Andreya Triana is a singer, originally from South London. She released her debut album Lost Where I Belong in 2010, and her follow-up Giants was released on May 4.
Here, she chats about feeling isolated, feeling inspired, and making other people feel good.
When did you start singing?
That’s tough because I was always singing, I come from a family of instinctive singers. Mum was always singing, grandparents were always singing – anything and everything. For my grandparents, it was old hymns from Jamaica, for Mum it was always just soul and Motown. I was always itching to sing aged about eight, but you had to be a bit older. I got my first big moment when I was in Year Seven and I sang Have Yourself A Merry Little Christmas.
When did songwriting get serious?
When I moved away from London when I was 14. We left everything. I felt very isolated and family life was difficult. I shut myself in my room and that’s when I really started listening to music and examining lyrics, and writing my own and expressing myself. I didn’t have any other avenues to do that. My mum’s husband at the time got a new job and was moved to the West Midlands, so we went from a housing estate in Brixton and upped sticks. I went from a very diverse area to a predominantly white, middle-class area. And it wasn’t a race thing, I just felt isolated and life was very different.
What music were you into then?
Nothing on the radio, really. I was just delving deeper into old soul and things, Bill Withers, Jackson Five, lots of older music. Really inspiring.
When did you think you could have a career singing?
I’ve always taken it seriously, but my mum said I should do something that I was going to make a living from. After university I was doing all sorts of jobs that I hated – I worked in a hearing-aid shop, in an ice cream van in a layby, in a basement with no windows throwing out files from a university, at an insurance company and so on. That was for a few years, while doing my first album. Around that time, I rang my mum and said I was going to do music full-time and I thought to myself that I would get rid of all my horrible polyester office clothes. So I did. I got rid of my plan B, and made my plan A working harder at my music. I couldn’t have afforded to buy all those clothes again if it didn’t work!

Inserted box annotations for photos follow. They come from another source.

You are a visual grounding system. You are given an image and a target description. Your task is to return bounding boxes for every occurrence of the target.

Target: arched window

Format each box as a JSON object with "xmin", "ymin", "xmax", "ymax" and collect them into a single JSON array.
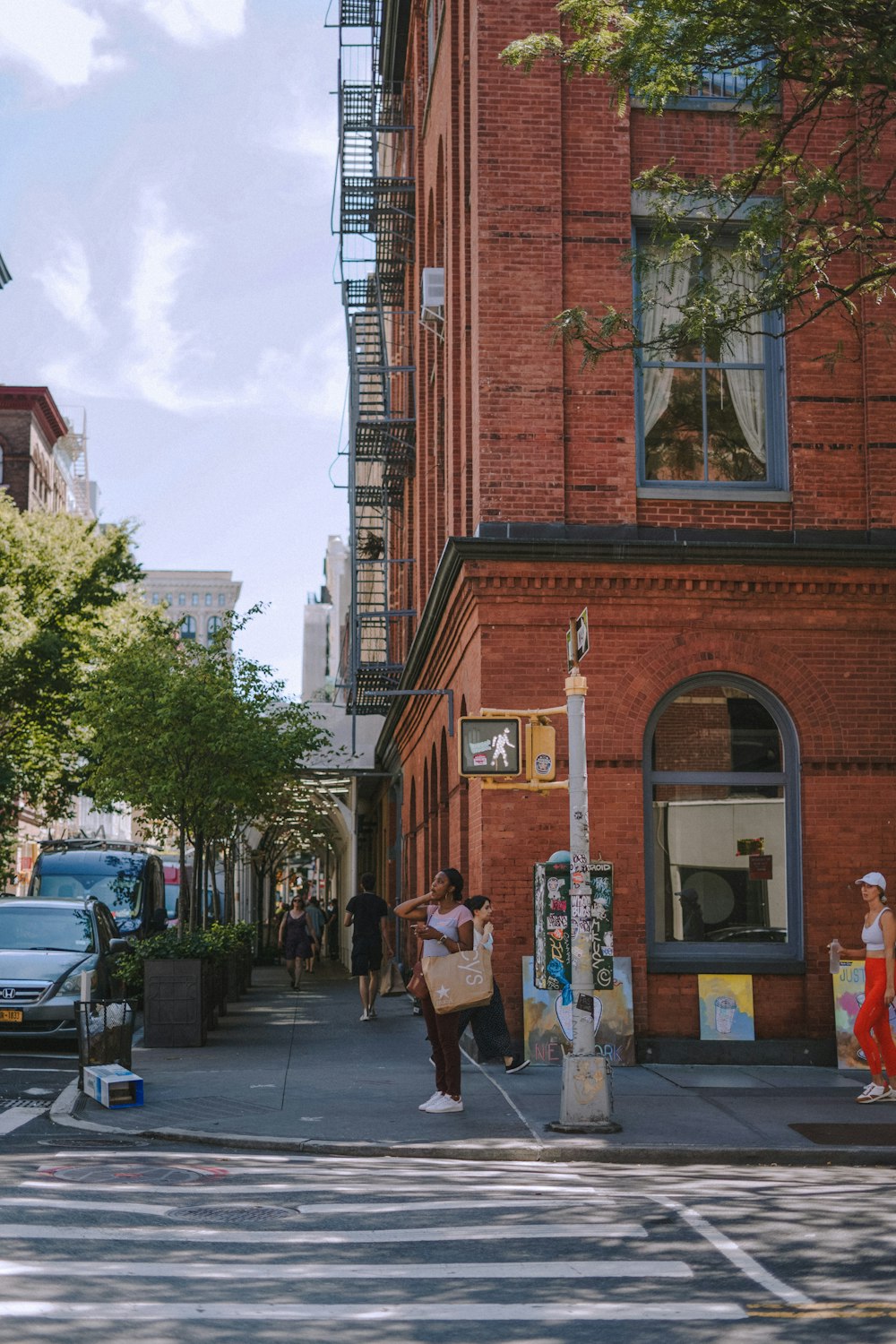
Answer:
[{"xmin": 645, "ymin": 675, "xmax": 802, "ymax": 969}]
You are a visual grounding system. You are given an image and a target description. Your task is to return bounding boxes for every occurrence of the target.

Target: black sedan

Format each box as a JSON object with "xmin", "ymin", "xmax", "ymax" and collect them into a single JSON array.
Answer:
[{"xmin": 0, "ymin": 897, "xmax": 127, "ymax": 1040}]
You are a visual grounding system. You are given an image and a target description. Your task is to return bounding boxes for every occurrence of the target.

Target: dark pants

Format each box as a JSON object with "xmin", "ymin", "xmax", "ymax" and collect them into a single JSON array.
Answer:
[
  {"xmin": 457, "ymin": 980, "xmax": 513, "ymax": 1059},
  {"xmin": 420, "ymin": 995, "xmax": 461, "ymax": 1097}
]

You worked with Aqualung’s Matt Hales on your new album. Where did you meet?
In LA a couple of years ago. We worked on one song together and then nothing happened and we lost touch, and then we were talking at my label Ninjatune, about who we should get to produce it and Matt’s name came up. So we met again and got on like a house on fire. We wrote one song together in London which is the title track of the album.
What’s your main music aim?
To uplift people, that’s my main aim. It’s not about me. It’s about being able to bring some goodness into someone’s life in those minutes of downtime, in the same way the songs I listened to did for me.
What’s your favourite song on the album?
My favourite is Giants. That’s the title, and the song Matt and I wrote together. That song was a real labour of love – it took me a week, so I’m most proud of that. I really poured something into it. It’s about being in difficult circumstances and being around people that might be toxic, or situations that are rubbish, but finding the strength to be stronger.
Sounds like that’s from personal experience?
They all are.
Is it about the same person?
No. I was thinking about this. It’s not a relationship album. I write about relationships, but I write about them in different ways. I write about relationships with my friends, or my mum, or things that aren’t in the romantic sense. There are only two romantic songs on the whole album. The rest is other stuff and observations.